Si la alternativa no es la “ciudad tonta”, quizás lo sea la “aldea inteligente”: ¿una población tan rural como profundamente tecnológica? Esto entroncaría con la arraigada tradición intelectual de vapuleo a la ciudad: odiar a las urbes nunca equivalió a ser partidario de una vida que, libre de fontanería, se basara en un trabajo incesante y un heroico ascetismo. Como demuestra el historiador Steven Conn en su nuevo libro Americans Against the City: Anti-Urbanism in the Twentieth Century, la tecnología y el urbanismo siempre han mantenido una relación ambigua: por una parte, está claro que la tecnología generó ruido, congestión y superpoblación, pero, por otra, muchas tecnologías —desde la electricidad a la automoción— también prometieron una mayor facilidad para abandonar cómodamente la ciudad.
Muchos radicales utópicos esperaban que las nuevas tecnologías les permitieran escapar del sistema fabril y satisfacer sus propias necesidades en el campo. Como señaló Ralph Borsodi, uno de los principales defensores de ese antiurbanismo hipertecnológico, en su éxito de ventas Flight from the City (1933), “la producción interna(...) no solo aniquilaría la indeseable y prescindible fábrica al privarla de mercado para sus productos[SINO] que(...) convertiría [a hombres y mujeres] en dueños de las máquinas en lugar de en siervos de las mismas(...) los liberaría para la conquista de la comodidad, la belleza y la comprensión”. ¡Poco podía saber sobre el potencial de los espacios para hackers, las impresoras en 3D y los termostatos inteligentes! En la actualidad, cuando uno puede imprimir ropa, herramientas e incluso comida sin salir de su sótano la opción rural resulta todavía más atractiva.
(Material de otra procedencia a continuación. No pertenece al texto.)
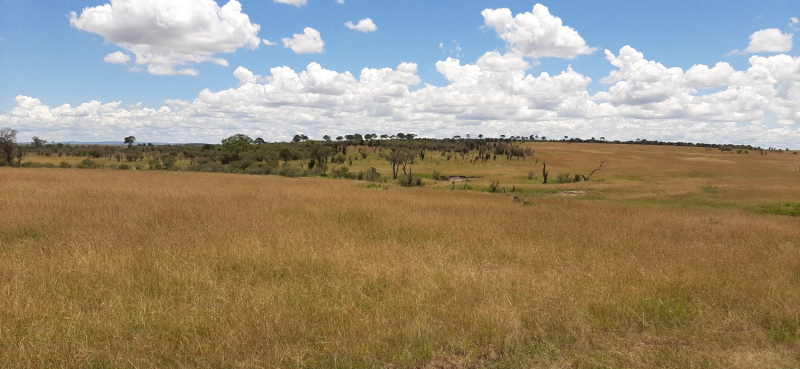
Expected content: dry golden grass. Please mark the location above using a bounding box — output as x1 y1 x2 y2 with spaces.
0 144 800 368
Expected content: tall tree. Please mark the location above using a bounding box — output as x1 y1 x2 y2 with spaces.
222 133 253 160
31 136 47 148
0 127 17 165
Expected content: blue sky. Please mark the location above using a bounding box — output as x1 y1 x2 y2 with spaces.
0 0 800 146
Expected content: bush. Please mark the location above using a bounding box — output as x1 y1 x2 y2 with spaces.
489 181 500 192
149 160 164 170
397 173 423 187
162 155 178 170
431 170 450 181
358 167 381 182
78 159 100 169
556 173 574 183
278 165 305 178
245 162 278 174
331 167 356 179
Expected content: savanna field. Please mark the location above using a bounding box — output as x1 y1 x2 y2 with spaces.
0 143 800 368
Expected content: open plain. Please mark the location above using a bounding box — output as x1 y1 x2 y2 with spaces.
0 143 800 368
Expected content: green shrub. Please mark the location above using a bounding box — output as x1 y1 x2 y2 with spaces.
556 173 574 183
161 155 178 170
358 167 381 182
397 173 423 187
489 181 500 192
331 167 356 179
77 159 100 169
149 160 164 170
278 165 305 178
431 170 450 181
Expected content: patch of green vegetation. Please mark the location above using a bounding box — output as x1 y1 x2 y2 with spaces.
759 202 800 217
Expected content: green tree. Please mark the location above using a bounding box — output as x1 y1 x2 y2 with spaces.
222 133 253 160
31 136 47 149
0 127 17 165
278 149 292 164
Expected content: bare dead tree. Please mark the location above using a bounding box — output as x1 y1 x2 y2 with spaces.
583 159 606 182
542 161 550 184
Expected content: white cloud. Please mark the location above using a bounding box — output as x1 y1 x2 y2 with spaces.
481 4 594 59
9 7 800 147
476 51 531 72
283 27 325 54
275 0 308 8
103 51 131 64
745 28 794 54
344 18 378 33
70 0 261 75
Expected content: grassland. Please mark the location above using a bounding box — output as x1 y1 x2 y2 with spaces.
0 143 800 368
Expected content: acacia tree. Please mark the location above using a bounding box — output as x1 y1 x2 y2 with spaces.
386 149 417 179
222 133 253 160
0 127 17 165
31 136 47 149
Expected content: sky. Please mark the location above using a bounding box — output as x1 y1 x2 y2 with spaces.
0 0 800 149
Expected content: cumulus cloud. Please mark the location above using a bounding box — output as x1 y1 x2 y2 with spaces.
283 27 325 54
344 18 378 33
103 51 131 64
481 4 594 59
0 46 800 147
70 0 261 75
744 28 794 54
275 0 308 8
9 6 800 147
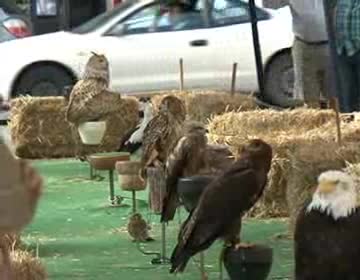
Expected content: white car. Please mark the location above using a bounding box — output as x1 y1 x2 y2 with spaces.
0 0 293 108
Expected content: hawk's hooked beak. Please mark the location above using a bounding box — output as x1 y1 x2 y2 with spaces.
317 181 336 194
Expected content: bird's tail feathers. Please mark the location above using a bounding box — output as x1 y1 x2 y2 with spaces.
160 194 179 223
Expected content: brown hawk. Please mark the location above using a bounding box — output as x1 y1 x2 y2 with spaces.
170 139 272 273
140 95 186 178
65 53 121 125
161 121 207 222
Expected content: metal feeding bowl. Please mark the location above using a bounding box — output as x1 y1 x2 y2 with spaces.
177 175 215 212
88 152 130 170
224 244 273 280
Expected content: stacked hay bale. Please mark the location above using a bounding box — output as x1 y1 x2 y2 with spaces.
9 97 139 158
209 109 360 221
151 91 258 122
0 250 48 280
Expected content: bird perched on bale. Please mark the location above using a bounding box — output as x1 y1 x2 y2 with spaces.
127 213 154 242
170 139 272 273
118 99 153 154
65 52 121 125
294 170 360 280
140 95 186 179
161 121 207 222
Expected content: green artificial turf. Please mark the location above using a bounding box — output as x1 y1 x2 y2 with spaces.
22 160 293 280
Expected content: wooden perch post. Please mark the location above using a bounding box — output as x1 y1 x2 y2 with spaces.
179 58 184 92
230 63 237 95
330 97 342 146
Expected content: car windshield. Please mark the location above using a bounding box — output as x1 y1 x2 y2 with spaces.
0 25 14 43
0 0 23 14
71 0 137 34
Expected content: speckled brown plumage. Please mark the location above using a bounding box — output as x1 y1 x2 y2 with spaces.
140 95 186 178
66 53 121 125
127 213 154 242
161 121 207 222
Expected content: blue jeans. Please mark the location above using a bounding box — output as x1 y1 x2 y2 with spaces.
337 51 360 113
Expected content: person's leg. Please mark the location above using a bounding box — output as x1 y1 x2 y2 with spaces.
317 44 335 102
352 51 360 112
291 38 304 100
302 43 324 108
335 54 356 113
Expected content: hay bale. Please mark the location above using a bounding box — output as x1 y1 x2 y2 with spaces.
286 142 360 232
208 108 360 218
9 96 139 158
0 250 48 280
151 91 258 122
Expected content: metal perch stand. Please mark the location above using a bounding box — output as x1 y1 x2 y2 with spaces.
139 167 170 264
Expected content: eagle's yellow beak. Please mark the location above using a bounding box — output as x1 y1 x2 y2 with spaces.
317 181 336 194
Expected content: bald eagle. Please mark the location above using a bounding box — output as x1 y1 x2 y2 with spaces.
170 139 272 273
294 170 360 280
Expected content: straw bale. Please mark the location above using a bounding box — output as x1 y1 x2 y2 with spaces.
3 250 48 280
9 96 139 158
208 108 360 217
151 90 258 122
286 142 360 232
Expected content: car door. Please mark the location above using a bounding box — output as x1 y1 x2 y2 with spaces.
94 4 226 92
198 0 270 91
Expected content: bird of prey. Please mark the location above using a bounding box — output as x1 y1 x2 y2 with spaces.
127 213 154 242
140 95 186 179
161 121 207 222
118 97 153 154
170 139 272 273
65 53 121 125
294 170 360 280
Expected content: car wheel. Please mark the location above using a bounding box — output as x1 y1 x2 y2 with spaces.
13 65 74 96
264 51 299 108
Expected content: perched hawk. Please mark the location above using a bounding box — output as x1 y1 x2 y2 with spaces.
294 170 360 280
118 100 153 154
170 139 272 273
140 95 186 178
161 121 207 222
65 53 121 125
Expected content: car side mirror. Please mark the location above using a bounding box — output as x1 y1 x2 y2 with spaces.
106 23 129 37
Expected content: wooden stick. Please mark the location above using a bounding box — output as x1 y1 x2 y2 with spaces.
179 58 184 92
330 97 342 146
230 63 237 95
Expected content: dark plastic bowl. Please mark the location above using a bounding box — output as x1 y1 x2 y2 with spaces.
177 175 215 212
224 245 273 280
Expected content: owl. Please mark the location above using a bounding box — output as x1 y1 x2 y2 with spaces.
161 121 207 222
65 53 121 125
127 213 154 242
140 95 186 179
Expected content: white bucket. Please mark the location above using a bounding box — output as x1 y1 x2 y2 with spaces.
78 121 106 145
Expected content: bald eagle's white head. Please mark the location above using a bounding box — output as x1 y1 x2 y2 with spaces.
307 170 357 220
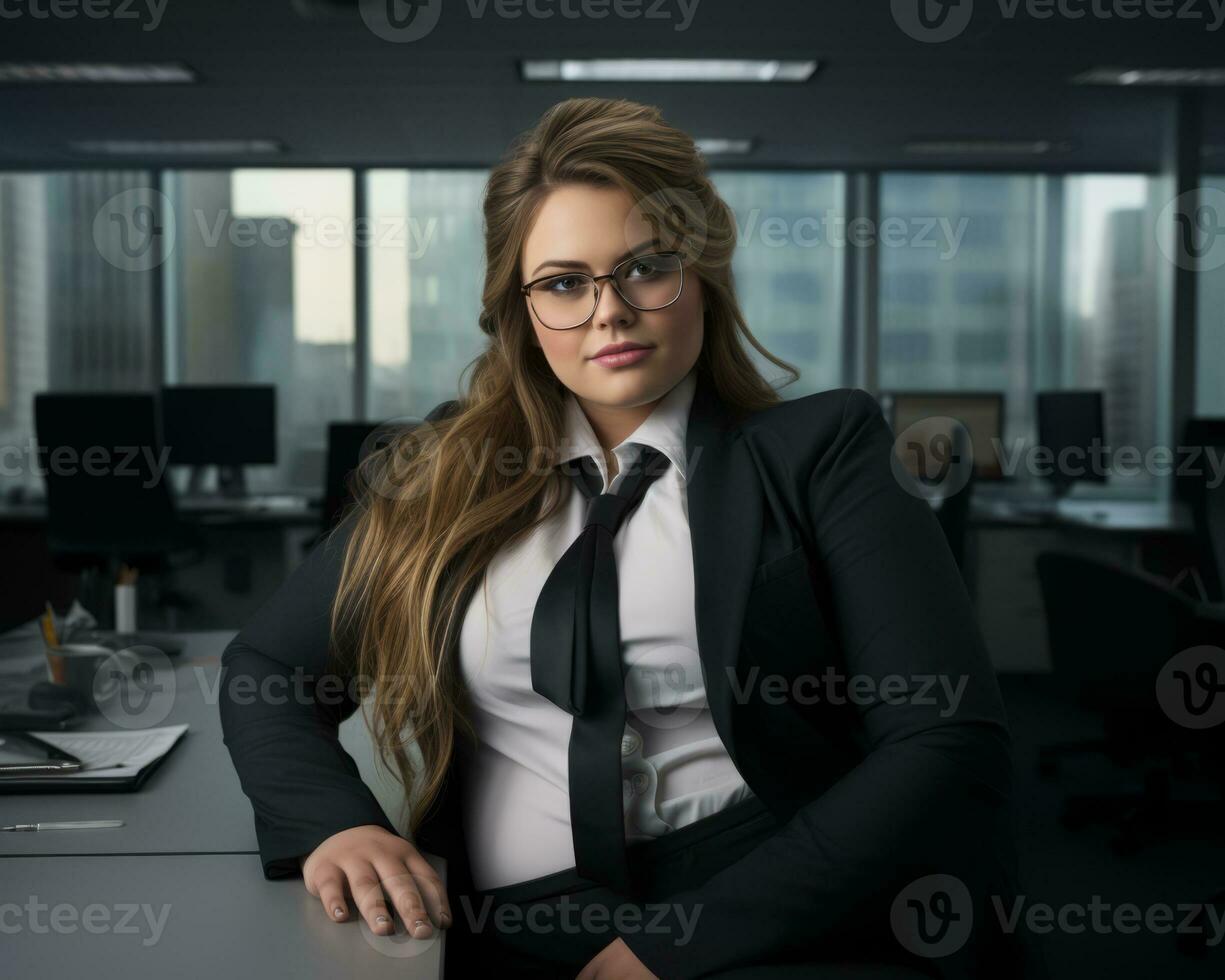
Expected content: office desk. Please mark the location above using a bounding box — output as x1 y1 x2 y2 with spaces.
0 494 322 527
970 496 1194 535
0 630 446 980
0 631 258 855
0 852 445 980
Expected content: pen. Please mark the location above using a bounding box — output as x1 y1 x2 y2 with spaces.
0 820 124 831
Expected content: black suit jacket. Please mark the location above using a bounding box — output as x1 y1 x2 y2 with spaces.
221 372 1020 978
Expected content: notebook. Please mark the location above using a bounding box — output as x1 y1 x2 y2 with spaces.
0 725 187 794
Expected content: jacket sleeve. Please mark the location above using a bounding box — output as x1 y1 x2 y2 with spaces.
219 402 456 878
621 390 1012 980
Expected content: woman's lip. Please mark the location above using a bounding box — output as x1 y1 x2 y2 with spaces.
592 347 655 368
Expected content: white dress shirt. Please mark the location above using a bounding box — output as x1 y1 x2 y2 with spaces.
459 369 752 889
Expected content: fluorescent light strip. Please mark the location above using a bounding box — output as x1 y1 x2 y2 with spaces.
0 61 196 85
69 140 285 157
903 140 1071 157
519 58 817 82
1072 69 1225 86
693 136 753 157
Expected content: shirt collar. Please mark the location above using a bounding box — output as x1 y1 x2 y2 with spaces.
557 365 697 488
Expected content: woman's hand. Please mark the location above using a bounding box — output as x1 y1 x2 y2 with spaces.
300 824 451 940
575 937 659 980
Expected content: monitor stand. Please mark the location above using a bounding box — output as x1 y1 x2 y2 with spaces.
217 464 246 497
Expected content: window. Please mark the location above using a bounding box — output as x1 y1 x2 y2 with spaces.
1196 174 1225 417
0 170 162 490
165 169 354 494
366 170 489 420
713 172 846 398
880 173 1170 492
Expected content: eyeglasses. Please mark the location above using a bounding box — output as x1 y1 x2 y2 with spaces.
519 252 685 330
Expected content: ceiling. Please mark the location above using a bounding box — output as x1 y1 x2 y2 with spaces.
0 0 1225 170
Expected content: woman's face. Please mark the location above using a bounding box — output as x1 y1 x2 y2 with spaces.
519 184 703 417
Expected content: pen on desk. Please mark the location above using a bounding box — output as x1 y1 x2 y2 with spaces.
0 820 124 831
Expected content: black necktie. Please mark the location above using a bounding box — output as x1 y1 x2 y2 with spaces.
530 446 669 892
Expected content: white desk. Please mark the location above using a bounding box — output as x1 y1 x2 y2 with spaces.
0 834 446 980
0 631 446 980
0 631 258 855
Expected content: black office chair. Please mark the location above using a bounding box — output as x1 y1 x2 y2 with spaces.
1176 418 1225 603
34 392 202 628
1036 551 1225 854
936 426 974 586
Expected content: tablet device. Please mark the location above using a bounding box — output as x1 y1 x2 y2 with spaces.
0 731 83 780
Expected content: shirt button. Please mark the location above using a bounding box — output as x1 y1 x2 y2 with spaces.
621 731 642 758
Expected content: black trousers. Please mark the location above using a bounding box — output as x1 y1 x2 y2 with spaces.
446 796 922 980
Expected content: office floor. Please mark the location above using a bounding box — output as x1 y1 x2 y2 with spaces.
1001 675 1225 980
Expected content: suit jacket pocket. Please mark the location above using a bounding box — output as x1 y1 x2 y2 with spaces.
750 545 809 592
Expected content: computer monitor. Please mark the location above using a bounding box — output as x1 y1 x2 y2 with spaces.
322 421 379 530
1038 391 1106 496
1174 415 1225 501
162 385 277 495
881 391 1005 480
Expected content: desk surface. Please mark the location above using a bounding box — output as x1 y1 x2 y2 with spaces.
970 496 1193 534
0 494 322 526
0 631 257 855
0 854 446 980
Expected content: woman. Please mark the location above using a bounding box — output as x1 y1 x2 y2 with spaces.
221 98 1013 980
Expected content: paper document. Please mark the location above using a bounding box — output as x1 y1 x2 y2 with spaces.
23 725 187 779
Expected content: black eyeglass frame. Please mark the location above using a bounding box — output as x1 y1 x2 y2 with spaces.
519 249 685 331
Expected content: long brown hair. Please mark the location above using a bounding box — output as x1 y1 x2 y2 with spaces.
331 98 799 834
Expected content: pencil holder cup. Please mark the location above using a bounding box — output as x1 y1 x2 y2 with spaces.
115 584 136 633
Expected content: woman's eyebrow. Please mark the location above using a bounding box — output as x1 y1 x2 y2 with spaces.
528 238 659 278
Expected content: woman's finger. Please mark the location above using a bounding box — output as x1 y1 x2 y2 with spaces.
311 865 349 922
404 851 451 929
375 858 434 940
344 861 394 936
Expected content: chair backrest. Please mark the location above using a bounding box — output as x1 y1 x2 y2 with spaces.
34 392 178 560
936 426 974 572
1177 419 1225 603
1036 551 1193 714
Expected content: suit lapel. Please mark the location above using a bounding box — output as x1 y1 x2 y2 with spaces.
685 370 762 768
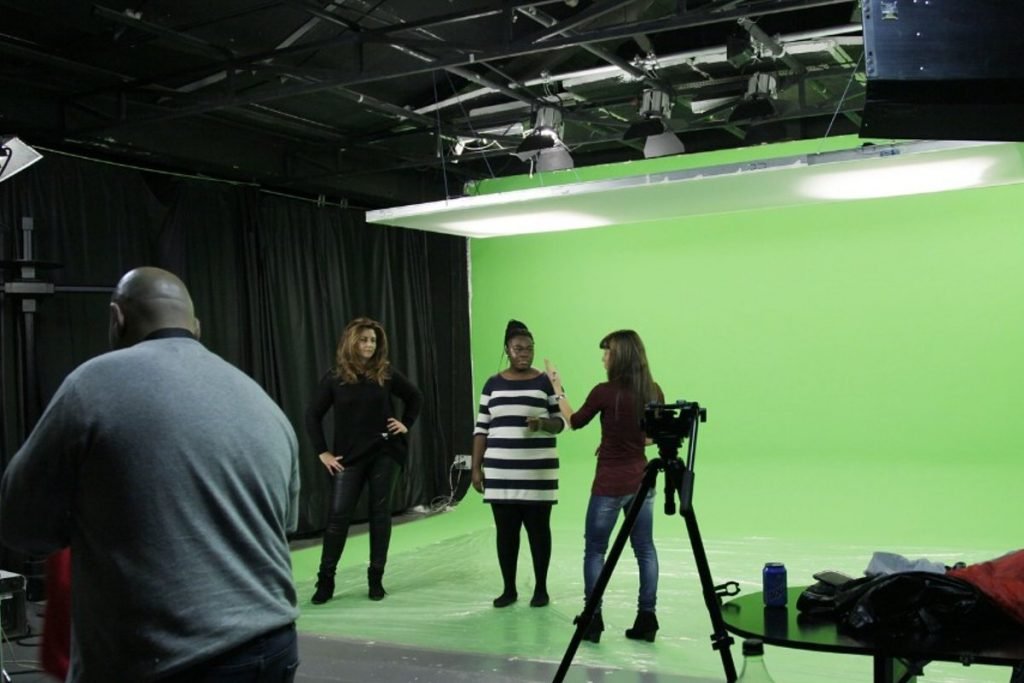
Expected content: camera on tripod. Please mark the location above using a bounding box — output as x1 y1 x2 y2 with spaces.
640 400 708 447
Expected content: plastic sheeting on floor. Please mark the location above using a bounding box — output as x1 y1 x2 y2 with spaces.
293 502 1010 683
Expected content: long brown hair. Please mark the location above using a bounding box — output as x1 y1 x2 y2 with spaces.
334 317 391 386
599 330 657 421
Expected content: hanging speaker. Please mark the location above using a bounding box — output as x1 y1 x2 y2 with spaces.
860 0 1024 140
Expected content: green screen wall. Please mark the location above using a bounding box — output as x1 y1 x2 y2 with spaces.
470 180 1024 551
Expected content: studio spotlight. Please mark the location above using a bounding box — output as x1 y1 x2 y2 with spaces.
0 135 43 182
729 74 778 123
515 106 564 155
513 106 575 171
623 88 685 159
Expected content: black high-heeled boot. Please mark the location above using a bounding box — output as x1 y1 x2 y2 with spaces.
367 567 387 600
626 609 657 643
583 612 604 643
310 572 334 605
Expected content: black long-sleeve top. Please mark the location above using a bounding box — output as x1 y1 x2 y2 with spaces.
306 370 423 464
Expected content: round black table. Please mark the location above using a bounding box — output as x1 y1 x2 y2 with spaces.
722 586 1024 683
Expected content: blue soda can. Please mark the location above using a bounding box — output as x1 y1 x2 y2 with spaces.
762 562 786 607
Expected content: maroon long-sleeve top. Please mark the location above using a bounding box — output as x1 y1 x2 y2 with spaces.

Pensemos en Open Source Ecology [Ecología de código abierto], un grupo de entusiastas de la ciencia y la ingeniería radicado en Misuri que está desarrollando el Equipo de Construcción de la Aldea Global: un conjunto de herramientas fáciles de usar, como tractores y hornos de panadero, que servirán para organizar una nueva comunidad con poco dinero y en poco tiempo. Hoy en día, la proximidad a la cultura también es menos problemática, ya que los dispositivos de lectura y las tabletas pueden almacenar miles de libros, y YouTube y Netflix constituyen una fuente inagotable de entretenimiento e instrucción.
Con todo, está claro que la “aldea inteligente” bien podría caer en el “suburbio inteligente”, proporcionando todas las comodidades de la vida urbana pero ninguna de las formas de realización social y espiritual que parecen escasear en las ciudades. Un iPad, una impresora en 3D y un automóvil sin conductor no son constitutivos de una aldea inteligente: como ya descubrió una generación anterior de vapuleadores de la ciudad, sin reformas sociales y económicas, la capacidad emancipadora de la tecnología es muy limitada. Una impresora en 3D solo será liberadora si puede redundar en una mayor comodidad, pero siempre dependerá de un costoso suministro.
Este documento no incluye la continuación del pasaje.